Ella se encogió de hombros. Se acercaban cada vez más a la parte habitada y en guerra. La tundra helada cesaba de súbito y se convertía en desierto: tierra calcinada que parecía parda en la oscuridad pero seguramente se revelaría roja si recibiera la luz suficiente. Un foso pantanoso separaba las zonas de calor y de frío. Mientras lo vadeaban pudieron notar el aumento de la temperatura.

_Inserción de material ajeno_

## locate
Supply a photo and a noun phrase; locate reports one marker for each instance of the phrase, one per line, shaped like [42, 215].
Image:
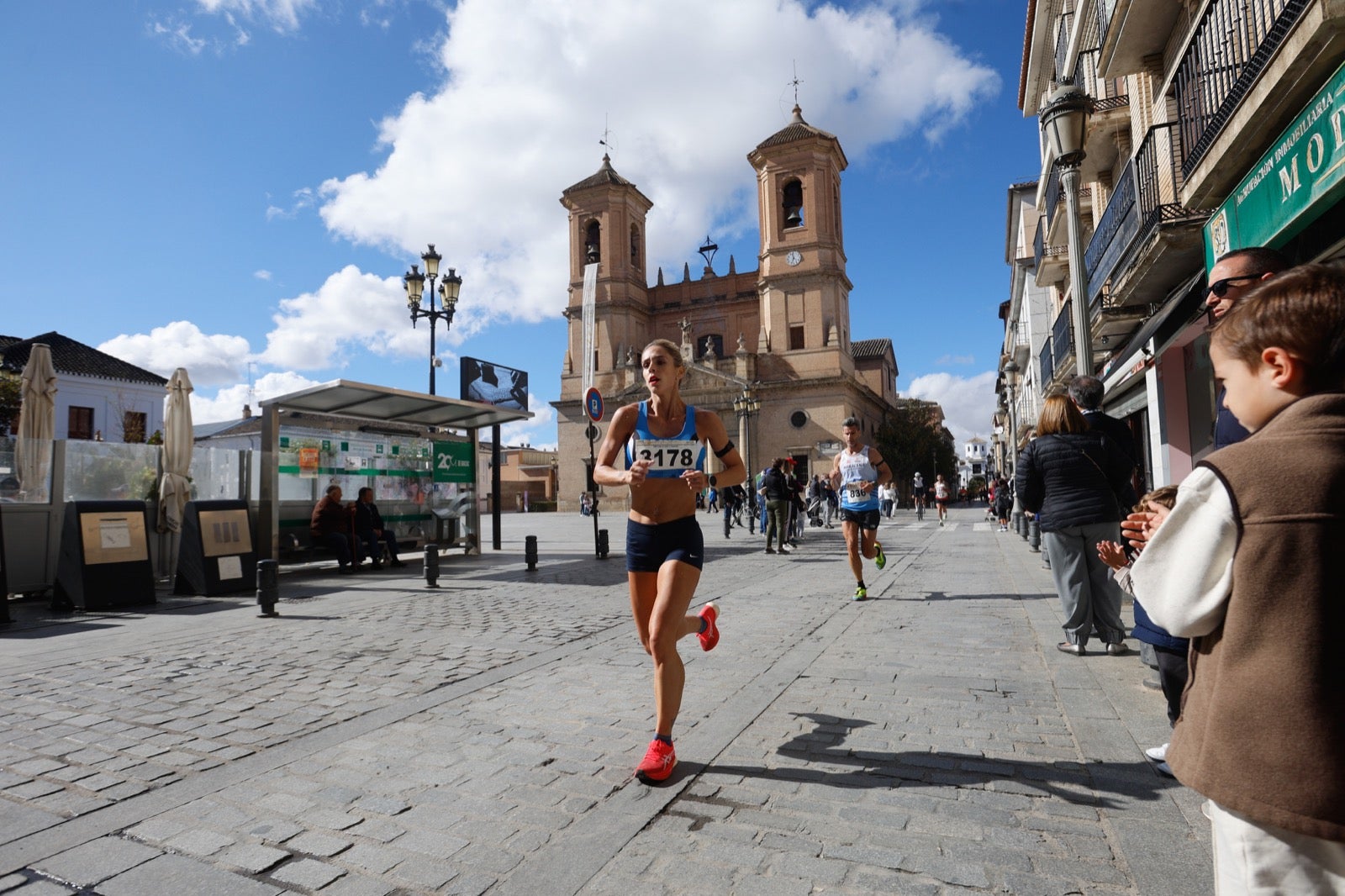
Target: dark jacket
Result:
[1227, 430]
[1150, 633]
[1073, 479]
[1122, 439]
[367, 519]
[777, 486]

Sus pies mojados empezaron a echar vapor tan pronto como pisaron el suelo rojo oscuro. Y allí estaba otra vez el calor: un calor de otra especie, como pisar una plancha de hierro candente. Sean sintió la tentación de andar a saltos, pero las suelas de sus pies ni ardían ni se chamuscaban; era sólo una sensación. Intentó desconectar aquella sensación pero, para desgracia suya, no sabía encontrar el interruptor.

Estaban ante los hornos del Infierno.